As part of Kraken’s commitment to client security, they have reportedly completed and passed an independent auditor’s examination over internal controls as defined by the American Institute of Certified Public Accountants (AICPA) SOC 2, Type I compliance standard.
Kraken has shared details “about this process and how it serves our mission to be one of the most secure crypto exchanges in the world.”
As explained in a blog post, SOC 2, Type I is “an independent third-party auditor’s examination over internal controls focused on the security and availability of systems and data.”
The audit process “helps to verify that Kraken has implemented the necessary controls to protect customer data and funds. AICPA conducts the examination based on its own Trust Services Criteria and in accordance with its Code of Professional Conduct.”
The AICPA’s Trust Services Criteria consist of five categories:
- Security
- Availability
- Processing integrity
- Confidentiality
- Privacy
Each category includes “a robust set of criteria that organizations must meet, depending on the scope of the examination.”
The AICPA designed the criteria “to help organizations identify and address potential risks and vulnerabilities in their information systems.”
Organizations must also “demonstrate that they have implemented appropriate controls to protect their information systems from unauthorized access, use, or disclosure.”
For Kraken, the completion of the SOC 2, Type I examination “demonstrates our commitment to security and the protection of customer data and funds.”
Kraken achieved its SOC 2, Type I report “within the Security and the Availability Trust Services Criteria as defined by AICPA.” The report “covers Kraken’s funding services and custody capabilities.”
Kraken says they believe “that the auditor’s unqualified opinion demonstrated that Kraken had exceptional internal controls on security and availability.”
It means that they are able to “offer proof, not promises, about our world-class security. In fulfilling the requirements for SOC 2, Type I, we have demonstrated that our security practices meet global standards.”
This examination allows then “to not just claim, but independently prove that your safety and privacy at Kraken are paramount.”
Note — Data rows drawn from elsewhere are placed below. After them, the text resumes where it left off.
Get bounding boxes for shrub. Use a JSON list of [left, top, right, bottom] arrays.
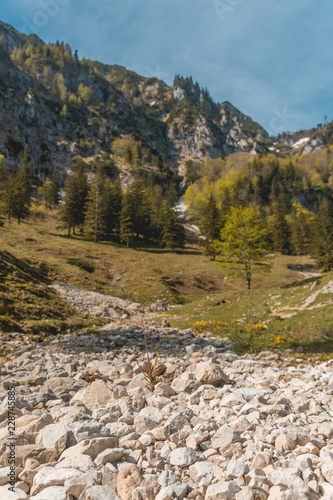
[[67, 259, 95, 273]]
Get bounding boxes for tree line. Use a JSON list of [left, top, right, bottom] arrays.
[[0, 151, 185, 251], [185, 153, 333, 278]]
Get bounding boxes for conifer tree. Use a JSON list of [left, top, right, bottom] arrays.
[[120, 193, 135, 248], [270, 201, 290, 255], [11, 150, 32, 224], [200, 195, 221, 260], [311, 200, 333, 271], [216, 207, 268, 290], [2, 172, 15, 220], [100, 179, 122, 241], [159, 201, 185, 252], [60, 161, 89, 236], [49, 167, 60, 208], [291, 211, 310, 255], [84, 173, 105, 243]]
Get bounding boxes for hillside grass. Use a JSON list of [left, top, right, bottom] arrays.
[[0, 214, 333, 357]]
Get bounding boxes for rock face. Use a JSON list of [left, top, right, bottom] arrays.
[[0, 20, 272, 184], [0, 324, 333, 500]]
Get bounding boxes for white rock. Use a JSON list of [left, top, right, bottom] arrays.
[[29, 486, 70, 500], [85, 486, 120, 500], [321, 461, 333, 485], [156, 486, 173, 500], [205, 481, 240, 500], [226, 460, 250, 479], [31, 467, 82, 495], [0, 485, 29, 500], [169, 448, 198, 467], [95, 448, 126, 465], [36, 424, 68, 455], [189, 461, 225, 487], [197, 361, 229, 386]]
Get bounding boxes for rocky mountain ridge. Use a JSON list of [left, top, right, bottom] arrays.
[[0, 22, 270, 177]]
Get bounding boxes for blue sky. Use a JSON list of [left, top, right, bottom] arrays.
[[0, 0, 333, 135]]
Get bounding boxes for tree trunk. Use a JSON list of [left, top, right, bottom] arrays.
[[246, 271, 251, 290]]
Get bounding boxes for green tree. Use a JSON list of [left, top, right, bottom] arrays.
[[291, 207, 310, 255], [60, 160, 89, 236], [311, 201, 333, 271], [9, 150, 32, 224], [38, 168, 60, 209], [159, 201, 185, 252], [100, 179, 122, 241], [199, 195, 221, 260], [84, 173, 105, 243], [270, 201, 290, 255], [120, 193, 135, 248], [216, 207, 268, 290]]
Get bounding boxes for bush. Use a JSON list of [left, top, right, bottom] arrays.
[[67, 259, 95, 273]]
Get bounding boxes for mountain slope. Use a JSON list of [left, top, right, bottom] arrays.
[[0, 22, 271, 179]]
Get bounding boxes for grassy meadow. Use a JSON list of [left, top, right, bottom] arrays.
[[0, 213, 333, 358]]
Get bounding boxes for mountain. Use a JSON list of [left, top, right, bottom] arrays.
[[0, 22, 271, 183]]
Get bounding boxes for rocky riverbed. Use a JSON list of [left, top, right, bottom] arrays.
[[0, 322, 333, 500]]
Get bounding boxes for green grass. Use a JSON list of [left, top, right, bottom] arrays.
[[0, 217, 333, 356]]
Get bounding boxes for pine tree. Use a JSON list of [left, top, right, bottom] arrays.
[[1, 172, 15, 220], [200, 195, 221, 260], [120, 193, 135, 248], [100, 179, 122, 241], [11, 150, 32, 224], [159, 201, 185, 252], [84, 173, 105, 243], [311, 200, 333, 271], [49, 167, 60, 208], [60, 161, 89, 236], [216, 207, 268, 290], [120, 178, 151, 246], [291, 212, 310, 255], [270, 201, 290, 255]]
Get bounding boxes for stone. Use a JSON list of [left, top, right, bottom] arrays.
[[205, 481, 240, 500], [95, 448, 127, 465], [158, 470, 177, 488], [132, 486, 156, 500], [264, 465, 310, 495], [232, 359, 266, 373], [0, 466, 22, 486], [169, 447, 198, 467], [197, 361, 229, 387], [31, 467, 82, 495], [212, 425, 240, 449], [36, 424, 68, 455], [275, 434, 297, 452], [117, 465, 142, 500], [134, 415, 160, 434], [29, 486, 70, 500], [64, 470, 102, 498], [85, 486, 120, 500], [80, 436, 119, 460], [189, 461, 225, 487], [0, 485, 28, 500], [156, 486, 173, 500], [82, 380, 113, 407], [226, 460, 250, 479], [321, 461, 333, 485]]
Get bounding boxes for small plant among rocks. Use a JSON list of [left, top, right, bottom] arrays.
[[133, 321, 159, 391]]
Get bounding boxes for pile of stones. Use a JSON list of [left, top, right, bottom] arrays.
[[0, 324, 333, 500]]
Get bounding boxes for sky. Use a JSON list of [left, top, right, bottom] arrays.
[[0, 0, 333, 135]]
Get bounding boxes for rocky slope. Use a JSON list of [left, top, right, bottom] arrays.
[[0, 310, 333, 500], [0, 22, 271, 177]]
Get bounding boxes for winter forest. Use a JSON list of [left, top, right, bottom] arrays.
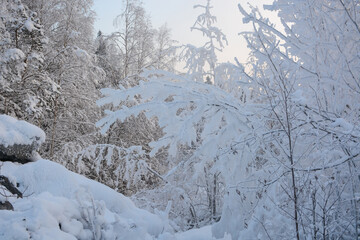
[[0, 0, 360, 240]]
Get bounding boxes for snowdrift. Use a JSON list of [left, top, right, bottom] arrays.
[[0, 160, 166, 240]]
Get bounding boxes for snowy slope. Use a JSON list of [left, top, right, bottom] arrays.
[[0, 114, 45, 147], [0, 160, 165, 240]]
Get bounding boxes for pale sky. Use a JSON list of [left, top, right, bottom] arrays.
[[94, 0, 272, 62]]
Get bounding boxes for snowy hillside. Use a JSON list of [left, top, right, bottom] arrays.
[[0, 159, 231, 240], [0, 160, 166, 240]]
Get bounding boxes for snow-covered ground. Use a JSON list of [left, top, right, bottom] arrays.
[[0, 159, 231, 240], [0, 160, 166, 240]]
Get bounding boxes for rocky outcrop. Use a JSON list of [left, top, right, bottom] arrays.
[[0, 115, 45, 163]]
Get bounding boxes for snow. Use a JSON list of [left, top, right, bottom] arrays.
[[0, 159, 231, 240], [24, 19, 35, 32], [0, 159, 166, 239], [0, 115, 45, 147], [4, 48, 25, 62]]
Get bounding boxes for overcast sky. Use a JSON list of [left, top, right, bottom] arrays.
[[94, 0, 272, 62]]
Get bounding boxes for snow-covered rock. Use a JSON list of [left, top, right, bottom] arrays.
[[0, 115, 45, 162], [0, 160, 166, 240]]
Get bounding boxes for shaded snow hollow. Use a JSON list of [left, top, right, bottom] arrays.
[[0, 115, 45, 147], [0, 160, 165, 240], [0, 159, 226, 240], [0, 115, 228, 240]]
For Kraken, the commitment to evaluations “performed by independent auditors and other bodies is a testament to our unwavering commitment to demonstrating that our clients’ funds, NFTs, and privacy are secure.”
Koushik Subramanian, Director of Security Risk Management at Kraken, said:
“We continue to level up our security, availability, privacy and trust for our stakeholders. I am extremely proud of our team at Kraken for achieving this milestone. The audit was a large effort that spanned many months and was cross-functional involving multiple teams.”
Kraken continuously “explores avenues to validate the strength of our security program and commitment to an effective internal control environment.”
The issuance of the SOC 2, Type I opinion “for Kraken’s custody and funding service demonstrates their commitment to their clients’ privacy and security.”
Kraken claims it remains “dedicated to the ongoing enhancement of their control program and deepening their investments in the innovative security measures that keep you safe.”
Their collaboration “with independent third-party assessors and auditors helps validate their efforts for all to see.”
They’re pleased to be “recognized as a digital asset platform that is committed to protecting your financial freedom.”